Та же незримая сила подхватила, понесла куда-то девочку, и сдается мне, что совсем не обязательно было спрашивать у Маэглина, согласен или не согласен он отдавать – то, что окружало его, могло бы отобрать и силой – тьме важно было согласие, очередной надлом в его душе. Однако, тьме не дано было предугадать, тех титанических порывов, которые взмыли тогда в его измученной душе; когда он остался в одиночестве, когда почувствовал, что ледяной ветер подхватил его, и несет, словно снежинку – кто же в силах представить, какие вихри, какая жуткая боль, охватила тогда его душу?! Вот тогда он понял, что совершил очередное, и самое страшное из своих предательств; вот тогда он из всех сил завопил, и стал прорываться сквозь мрак, туда, где, как он чувствовал, была Она, та, которую он все эти годы искал. Ничего не было видно, каждое движенье давалось с неимоверным трудом, да и вообще, несмотря на ту отчаянную страсть, с которой он прорывался, казалось, что он и вовсе не приближается к Ней, но, напротив, уносится прочь этим пронизывающим ветром…

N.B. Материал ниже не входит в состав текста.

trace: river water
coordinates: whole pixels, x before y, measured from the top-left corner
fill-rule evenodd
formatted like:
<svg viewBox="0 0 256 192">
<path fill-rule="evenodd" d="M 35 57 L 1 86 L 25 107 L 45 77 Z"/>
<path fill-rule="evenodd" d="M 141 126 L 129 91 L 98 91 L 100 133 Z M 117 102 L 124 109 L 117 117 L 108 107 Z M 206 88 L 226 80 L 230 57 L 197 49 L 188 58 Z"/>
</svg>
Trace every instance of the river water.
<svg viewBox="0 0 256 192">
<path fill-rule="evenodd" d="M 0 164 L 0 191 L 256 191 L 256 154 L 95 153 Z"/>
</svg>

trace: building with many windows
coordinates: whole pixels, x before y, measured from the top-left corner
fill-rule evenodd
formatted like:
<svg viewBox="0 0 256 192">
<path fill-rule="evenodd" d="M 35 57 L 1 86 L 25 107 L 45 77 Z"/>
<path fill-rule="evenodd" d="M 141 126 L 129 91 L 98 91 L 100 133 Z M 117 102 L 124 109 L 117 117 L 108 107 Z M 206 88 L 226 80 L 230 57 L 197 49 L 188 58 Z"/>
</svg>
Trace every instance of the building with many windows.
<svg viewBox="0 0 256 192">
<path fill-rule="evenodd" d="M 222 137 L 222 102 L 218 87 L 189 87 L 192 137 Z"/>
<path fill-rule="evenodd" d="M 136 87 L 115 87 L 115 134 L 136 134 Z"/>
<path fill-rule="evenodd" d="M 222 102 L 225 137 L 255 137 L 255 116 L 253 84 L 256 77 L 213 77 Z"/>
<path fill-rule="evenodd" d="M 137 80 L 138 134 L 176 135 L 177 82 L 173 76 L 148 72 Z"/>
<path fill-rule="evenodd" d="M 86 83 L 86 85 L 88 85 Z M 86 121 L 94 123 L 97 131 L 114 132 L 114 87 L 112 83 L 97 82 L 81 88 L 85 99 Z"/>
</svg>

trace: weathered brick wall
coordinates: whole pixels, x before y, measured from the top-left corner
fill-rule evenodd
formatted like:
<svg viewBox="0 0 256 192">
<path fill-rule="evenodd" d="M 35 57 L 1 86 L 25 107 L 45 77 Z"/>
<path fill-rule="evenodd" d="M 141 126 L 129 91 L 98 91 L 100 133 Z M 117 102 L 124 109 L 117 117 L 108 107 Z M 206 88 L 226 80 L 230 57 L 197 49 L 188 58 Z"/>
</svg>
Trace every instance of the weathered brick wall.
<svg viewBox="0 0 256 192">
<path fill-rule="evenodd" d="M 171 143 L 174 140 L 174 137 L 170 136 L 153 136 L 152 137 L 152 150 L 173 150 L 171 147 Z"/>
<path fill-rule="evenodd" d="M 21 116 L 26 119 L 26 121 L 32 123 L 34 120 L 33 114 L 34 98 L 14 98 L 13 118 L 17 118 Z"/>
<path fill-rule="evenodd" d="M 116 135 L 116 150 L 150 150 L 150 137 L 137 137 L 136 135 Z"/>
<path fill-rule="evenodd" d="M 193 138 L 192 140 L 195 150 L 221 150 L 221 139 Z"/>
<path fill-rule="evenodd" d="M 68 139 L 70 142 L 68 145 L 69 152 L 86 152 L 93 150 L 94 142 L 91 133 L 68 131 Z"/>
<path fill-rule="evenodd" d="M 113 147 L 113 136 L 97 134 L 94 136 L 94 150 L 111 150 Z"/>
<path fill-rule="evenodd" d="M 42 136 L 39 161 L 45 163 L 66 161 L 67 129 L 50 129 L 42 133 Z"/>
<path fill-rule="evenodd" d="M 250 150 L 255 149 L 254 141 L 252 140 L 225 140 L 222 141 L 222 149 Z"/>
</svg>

Какие же это были страстные, могучие порывы! Он, только что держал руках свое счастье, бесконечную сияющую жизнь – и лишь несколько мгновений прошло, как он потерял это счастье – и он даже проклинать себя не мог, и только чувство бесконечного отвращения к себе, да жажда исправить то страшное преступление, которое он совершил, были в нем. И он, весь обратившись в эту страсть, через какое-то, как ему показалось, очень долгое время смог таки найти Ее. Много раз до этого на него накатывалось отчаянье – казалось, что все кончено, и не найти уж утерянного счастье, теперь навсегда только мрак да отчаянье, и даже надеяться не на что. Однако – это отчаянье, перекручиваясь болью, разрывалось новым страстным порывом, и вновь он устремлялся к ней: "Да не может быть, чтоб все так неожиданно кончилось!.. Вернуться в темницу, вновь века столетья сидеть в мрачном углу, изгнивать там – нет, нет – никогда этого не будет!.. Никогда!.. Никогда!.. Нет – не хочу я возвращаться в этот мрак!.. Ни за что!.. Я хочу, я жажду этой новой жизни!.. Освобожденья!.. О освобожденье молю я!.. Я буду бороться – все равно я буду бороться!.." – и вновь в нем восставали силы, и вновь он начинал прорываться.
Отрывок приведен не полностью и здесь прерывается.